Filed under: History
My post on the Sunbeam Slug reminds me of another Brit Record Car that didn’t fair so well… And there was a dangerous component that both the Slug and “Babs” shared, that was fatal for the latter car’s driver. Babs has been briefly mentioned on the HAMB before, but for those who are unfamiliar with the aircraft-powered beast or her driver, John Parry-Thomas, it’s an amazing and tragic story. Thomas was truly an automotive genius in his time with skills in mechanical engineering, vehicle design, and being a superior racer.
Before she became “Babs”, Chitty Bang Bang #4, also known as the ‘Higham Special’ was the property of another ledgendary racer, Count Louis Zborowski, who drove her extensively, until he crashed while racing in Italy (in another car) and died. Using a 450 hp V-12 Liberty aircraft engine of nearly 1650 cubic inches paired with a gearbox and chain-drive from a pre-war Blitezen Benz racer. After the Count’s passing in 1924, Thomas received the #4 Special and went completely through it, modifying with Zenith carbs, his own pistons, and optimizing to make it true land speed record machine. He then rechristened her “Babs” and ran the car to a record 170.02 mph as the largest capacity race car ever to run at Brooklands .

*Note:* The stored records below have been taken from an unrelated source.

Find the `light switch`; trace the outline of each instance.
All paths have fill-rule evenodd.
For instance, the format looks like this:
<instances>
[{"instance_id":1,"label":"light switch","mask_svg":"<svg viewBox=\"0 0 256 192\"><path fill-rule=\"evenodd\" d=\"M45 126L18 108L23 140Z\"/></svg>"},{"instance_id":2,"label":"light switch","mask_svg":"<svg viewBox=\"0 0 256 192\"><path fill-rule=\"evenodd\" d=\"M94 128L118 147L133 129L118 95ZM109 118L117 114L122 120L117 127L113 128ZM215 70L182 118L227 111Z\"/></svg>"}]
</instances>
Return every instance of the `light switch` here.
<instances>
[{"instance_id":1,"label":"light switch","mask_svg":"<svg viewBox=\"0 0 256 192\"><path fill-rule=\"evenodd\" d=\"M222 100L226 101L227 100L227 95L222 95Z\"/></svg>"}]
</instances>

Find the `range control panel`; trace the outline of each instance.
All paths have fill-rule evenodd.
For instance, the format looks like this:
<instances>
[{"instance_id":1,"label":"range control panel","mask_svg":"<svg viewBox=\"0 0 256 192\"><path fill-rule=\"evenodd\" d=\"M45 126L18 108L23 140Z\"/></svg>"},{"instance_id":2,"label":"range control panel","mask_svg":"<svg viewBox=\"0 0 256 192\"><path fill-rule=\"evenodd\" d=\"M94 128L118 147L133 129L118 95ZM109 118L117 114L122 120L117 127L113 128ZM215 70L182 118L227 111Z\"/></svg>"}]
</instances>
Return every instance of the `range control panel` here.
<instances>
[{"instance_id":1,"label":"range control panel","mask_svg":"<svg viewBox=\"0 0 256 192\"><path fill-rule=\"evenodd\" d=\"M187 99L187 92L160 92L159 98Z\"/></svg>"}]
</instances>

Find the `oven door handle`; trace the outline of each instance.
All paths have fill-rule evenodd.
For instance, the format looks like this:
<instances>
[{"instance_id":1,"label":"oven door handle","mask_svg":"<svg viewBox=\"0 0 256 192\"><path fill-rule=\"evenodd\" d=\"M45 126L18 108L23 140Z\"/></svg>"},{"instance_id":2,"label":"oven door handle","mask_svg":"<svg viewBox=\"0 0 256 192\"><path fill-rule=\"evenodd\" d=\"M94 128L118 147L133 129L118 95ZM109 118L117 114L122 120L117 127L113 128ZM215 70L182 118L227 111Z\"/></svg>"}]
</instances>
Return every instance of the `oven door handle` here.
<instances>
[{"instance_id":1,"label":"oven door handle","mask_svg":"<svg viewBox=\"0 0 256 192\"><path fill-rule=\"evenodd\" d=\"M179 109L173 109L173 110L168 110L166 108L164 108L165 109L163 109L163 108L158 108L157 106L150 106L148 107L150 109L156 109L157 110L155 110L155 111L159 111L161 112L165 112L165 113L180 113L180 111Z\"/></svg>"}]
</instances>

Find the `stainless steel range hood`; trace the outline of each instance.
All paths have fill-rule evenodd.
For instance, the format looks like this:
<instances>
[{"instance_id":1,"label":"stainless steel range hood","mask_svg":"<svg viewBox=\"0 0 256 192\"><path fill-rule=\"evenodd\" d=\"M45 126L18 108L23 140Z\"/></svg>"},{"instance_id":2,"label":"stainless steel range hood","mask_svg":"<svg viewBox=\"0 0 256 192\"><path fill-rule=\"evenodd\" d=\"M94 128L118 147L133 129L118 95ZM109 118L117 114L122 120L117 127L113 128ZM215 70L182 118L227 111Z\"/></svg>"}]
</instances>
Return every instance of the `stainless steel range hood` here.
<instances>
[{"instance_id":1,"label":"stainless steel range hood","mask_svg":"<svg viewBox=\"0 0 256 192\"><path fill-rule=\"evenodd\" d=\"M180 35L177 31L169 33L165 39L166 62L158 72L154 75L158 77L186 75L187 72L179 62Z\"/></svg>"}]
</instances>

Here’s where the tragic part comes in. Part of Babs original design used exposed chains to connect the engine to the drive wheels, and the tall hood required Thomas to lean his head to one side of the car to see ahead of himself- To the right. During a record attempt at Pendine Sands, Wales in March of 1927, the right-hand drive chain broke at a speed of 170 mph, whirled round like a steel whip, hitting Thomas and partially decapitating him. After the fire was extinguished and Thomas’ body removed, the car was buried where it landed, on the beach at Pendine. There is still controversy as to whether Parry-Thomas was literally decapitated, and whether the stray drive chain was responsible for the accident; The car was dug up and completely restored 42 years later, and an investigation of the recovered wreckage suggested instead that the rear right-hand wheel had failed, overturning Babs.